House and Senate appropriators will begin their FY2015 work this week with the goal of moving all 12 annual spending bills through the legislative process before the end of the fiscal year on September 30th.
House and Senate appropriators are holding a trio of hearings this week ahead of next Tuesday’s White House budget release on two traditionally divisive domestic spending measures: Labor-HHS-Education and Financial Services. Two of the biggest budget questions have already been settled, with top-line discretionary spending locked in at $1.014 trillion and defense funding capped at $521.4 billion. The central question remaining is how members choose to divide the $492.5 billion reserved for domestic discretionary programs in the December budget agreement (PL 113-67) among priorities as varied as education, scientific research, health care, and financial regulation.
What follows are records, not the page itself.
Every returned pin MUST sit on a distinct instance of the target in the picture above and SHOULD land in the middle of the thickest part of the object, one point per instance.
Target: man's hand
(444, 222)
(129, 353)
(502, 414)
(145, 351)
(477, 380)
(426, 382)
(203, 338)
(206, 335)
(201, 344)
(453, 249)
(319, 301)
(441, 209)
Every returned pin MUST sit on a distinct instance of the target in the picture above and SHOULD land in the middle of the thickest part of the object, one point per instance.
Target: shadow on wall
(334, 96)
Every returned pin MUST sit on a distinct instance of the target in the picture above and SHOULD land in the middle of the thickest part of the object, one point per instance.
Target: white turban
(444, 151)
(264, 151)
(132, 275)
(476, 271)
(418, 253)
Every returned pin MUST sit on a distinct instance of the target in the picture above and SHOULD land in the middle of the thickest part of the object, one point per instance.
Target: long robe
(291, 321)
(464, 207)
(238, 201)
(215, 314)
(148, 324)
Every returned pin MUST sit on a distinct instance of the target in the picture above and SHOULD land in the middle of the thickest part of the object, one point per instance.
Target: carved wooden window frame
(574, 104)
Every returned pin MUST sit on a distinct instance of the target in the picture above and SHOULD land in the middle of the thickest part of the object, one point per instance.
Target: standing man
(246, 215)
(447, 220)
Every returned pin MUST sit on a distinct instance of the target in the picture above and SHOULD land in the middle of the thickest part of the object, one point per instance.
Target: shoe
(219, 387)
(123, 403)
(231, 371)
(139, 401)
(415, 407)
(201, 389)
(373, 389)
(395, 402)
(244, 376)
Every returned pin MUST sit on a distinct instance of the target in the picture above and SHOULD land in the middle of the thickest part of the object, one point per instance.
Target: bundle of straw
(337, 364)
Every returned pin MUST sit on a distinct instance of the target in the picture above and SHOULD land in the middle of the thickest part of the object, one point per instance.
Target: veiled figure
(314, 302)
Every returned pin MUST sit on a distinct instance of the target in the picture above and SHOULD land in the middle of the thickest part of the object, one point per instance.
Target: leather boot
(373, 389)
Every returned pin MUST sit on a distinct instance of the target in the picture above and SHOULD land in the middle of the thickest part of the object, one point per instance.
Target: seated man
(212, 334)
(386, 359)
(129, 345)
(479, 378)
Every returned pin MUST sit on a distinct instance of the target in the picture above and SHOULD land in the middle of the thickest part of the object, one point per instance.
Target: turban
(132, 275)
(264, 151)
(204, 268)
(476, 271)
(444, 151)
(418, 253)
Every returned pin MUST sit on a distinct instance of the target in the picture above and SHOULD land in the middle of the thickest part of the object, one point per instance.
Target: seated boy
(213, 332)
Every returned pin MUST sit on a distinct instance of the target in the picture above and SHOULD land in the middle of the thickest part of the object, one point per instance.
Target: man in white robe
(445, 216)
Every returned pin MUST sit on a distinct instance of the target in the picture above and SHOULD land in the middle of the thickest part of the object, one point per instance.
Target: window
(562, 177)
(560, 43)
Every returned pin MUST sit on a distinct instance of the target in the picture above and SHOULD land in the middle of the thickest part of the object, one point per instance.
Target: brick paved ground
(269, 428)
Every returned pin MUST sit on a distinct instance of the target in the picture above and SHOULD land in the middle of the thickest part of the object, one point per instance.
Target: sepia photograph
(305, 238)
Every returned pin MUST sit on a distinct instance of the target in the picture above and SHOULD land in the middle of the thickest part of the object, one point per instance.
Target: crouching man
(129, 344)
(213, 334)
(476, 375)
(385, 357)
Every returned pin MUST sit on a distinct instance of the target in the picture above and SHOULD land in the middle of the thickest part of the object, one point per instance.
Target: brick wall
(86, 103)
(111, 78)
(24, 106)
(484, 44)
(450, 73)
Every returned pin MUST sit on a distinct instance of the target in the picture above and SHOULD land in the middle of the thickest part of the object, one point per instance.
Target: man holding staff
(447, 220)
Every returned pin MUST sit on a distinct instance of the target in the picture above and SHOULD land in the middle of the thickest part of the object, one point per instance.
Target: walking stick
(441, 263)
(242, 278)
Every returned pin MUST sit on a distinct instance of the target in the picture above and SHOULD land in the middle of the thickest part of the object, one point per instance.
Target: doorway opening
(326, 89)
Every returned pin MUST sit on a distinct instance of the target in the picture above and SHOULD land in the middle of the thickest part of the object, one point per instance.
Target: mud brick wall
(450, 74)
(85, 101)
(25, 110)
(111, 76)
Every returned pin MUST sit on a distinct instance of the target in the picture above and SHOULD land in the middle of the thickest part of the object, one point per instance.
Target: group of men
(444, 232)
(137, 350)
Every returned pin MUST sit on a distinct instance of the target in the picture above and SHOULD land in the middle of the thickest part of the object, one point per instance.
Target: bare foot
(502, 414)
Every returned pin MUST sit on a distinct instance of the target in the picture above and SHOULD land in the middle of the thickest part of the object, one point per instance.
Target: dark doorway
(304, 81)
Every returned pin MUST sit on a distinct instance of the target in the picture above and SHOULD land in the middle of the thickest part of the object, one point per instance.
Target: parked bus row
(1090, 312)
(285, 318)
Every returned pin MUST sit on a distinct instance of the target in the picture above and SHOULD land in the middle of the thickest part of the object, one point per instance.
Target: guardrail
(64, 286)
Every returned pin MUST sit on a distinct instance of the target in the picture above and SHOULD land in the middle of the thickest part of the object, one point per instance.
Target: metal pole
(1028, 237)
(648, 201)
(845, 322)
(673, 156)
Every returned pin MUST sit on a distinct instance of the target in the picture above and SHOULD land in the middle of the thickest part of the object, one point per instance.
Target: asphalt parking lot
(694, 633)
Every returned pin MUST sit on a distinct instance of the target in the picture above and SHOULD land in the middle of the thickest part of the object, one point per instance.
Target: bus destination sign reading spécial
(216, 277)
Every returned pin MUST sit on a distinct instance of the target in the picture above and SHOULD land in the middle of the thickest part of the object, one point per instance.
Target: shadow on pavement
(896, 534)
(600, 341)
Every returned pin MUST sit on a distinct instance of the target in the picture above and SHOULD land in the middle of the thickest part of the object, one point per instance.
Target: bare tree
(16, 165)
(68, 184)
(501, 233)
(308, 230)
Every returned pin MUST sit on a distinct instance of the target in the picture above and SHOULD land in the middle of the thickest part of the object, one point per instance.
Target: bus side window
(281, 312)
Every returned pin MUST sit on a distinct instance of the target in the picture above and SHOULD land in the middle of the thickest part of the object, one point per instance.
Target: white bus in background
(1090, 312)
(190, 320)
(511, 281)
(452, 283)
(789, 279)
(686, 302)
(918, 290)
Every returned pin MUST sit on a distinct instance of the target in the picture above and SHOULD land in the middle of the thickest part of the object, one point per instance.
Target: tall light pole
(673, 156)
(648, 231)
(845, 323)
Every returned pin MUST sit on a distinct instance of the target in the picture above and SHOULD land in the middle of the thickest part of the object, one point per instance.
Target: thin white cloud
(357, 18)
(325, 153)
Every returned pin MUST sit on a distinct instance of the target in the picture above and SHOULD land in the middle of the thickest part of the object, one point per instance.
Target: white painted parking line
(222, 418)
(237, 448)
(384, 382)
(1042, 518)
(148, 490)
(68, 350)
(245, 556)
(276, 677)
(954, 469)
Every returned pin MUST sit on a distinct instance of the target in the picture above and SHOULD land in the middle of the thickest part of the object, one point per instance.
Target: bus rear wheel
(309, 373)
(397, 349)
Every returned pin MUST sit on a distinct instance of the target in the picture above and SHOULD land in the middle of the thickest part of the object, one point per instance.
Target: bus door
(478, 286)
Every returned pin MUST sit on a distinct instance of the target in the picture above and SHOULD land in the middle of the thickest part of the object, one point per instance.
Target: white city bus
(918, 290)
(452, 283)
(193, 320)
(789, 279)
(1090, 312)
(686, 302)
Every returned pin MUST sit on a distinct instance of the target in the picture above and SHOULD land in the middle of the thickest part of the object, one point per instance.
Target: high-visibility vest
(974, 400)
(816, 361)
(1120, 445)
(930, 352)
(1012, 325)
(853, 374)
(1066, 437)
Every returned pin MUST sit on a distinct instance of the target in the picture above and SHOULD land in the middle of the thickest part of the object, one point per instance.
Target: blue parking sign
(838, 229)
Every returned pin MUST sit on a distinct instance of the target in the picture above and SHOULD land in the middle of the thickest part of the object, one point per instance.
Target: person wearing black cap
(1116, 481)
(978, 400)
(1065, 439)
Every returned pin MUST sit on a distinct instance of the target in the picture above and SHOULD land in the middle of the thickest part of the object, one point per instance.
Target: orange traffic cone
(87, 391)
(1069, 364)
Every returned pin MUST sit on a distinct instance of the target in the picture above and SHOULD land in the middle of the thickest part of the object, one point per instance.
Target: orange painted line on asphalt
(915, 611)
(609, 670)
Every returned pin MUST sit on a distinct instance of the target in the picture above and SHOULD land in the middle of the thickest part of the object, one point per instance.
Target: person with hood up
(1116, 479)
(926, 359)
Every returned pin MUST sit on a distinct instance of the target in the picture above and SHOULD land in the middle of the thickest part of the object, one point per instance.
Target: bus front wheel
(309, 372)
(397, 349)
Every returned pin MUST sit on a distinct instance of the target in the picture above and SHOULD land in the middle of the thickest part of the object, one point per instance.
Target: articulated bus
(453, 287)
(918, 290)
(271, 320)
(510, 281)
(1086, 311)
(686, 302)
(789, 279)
In other news, House Ways and Means Chairman Camp (R-MI) will unveil his tax overhaul plan on Wednesday that’s expected to lower top individual and corporate income tax rates while imposing a surtax on wealthy individuals and the biggest banks and insurers. Although Camp’s plan is aimed at being revenue neutral, it would redraw large parts of the tax code with far-reaching, high-stakes tax policy changes that will trigger a large battle between political and corporate interests. The details are part of an ambitious plan to rewrite the tax code from top to bottom that the Michigan Republican plans to offer to a Congress that appears uninterested in tackling anything that includes tough political choices.
But it is unclear as to whether Chairman Camp has support from GOP leadership to advance this sort of tax overhaul. Leaders in both chambers have all but dismissed the possibility of a tax overhaul this year since many are reluctant to take up a politically tricky tax overhaul in an election year.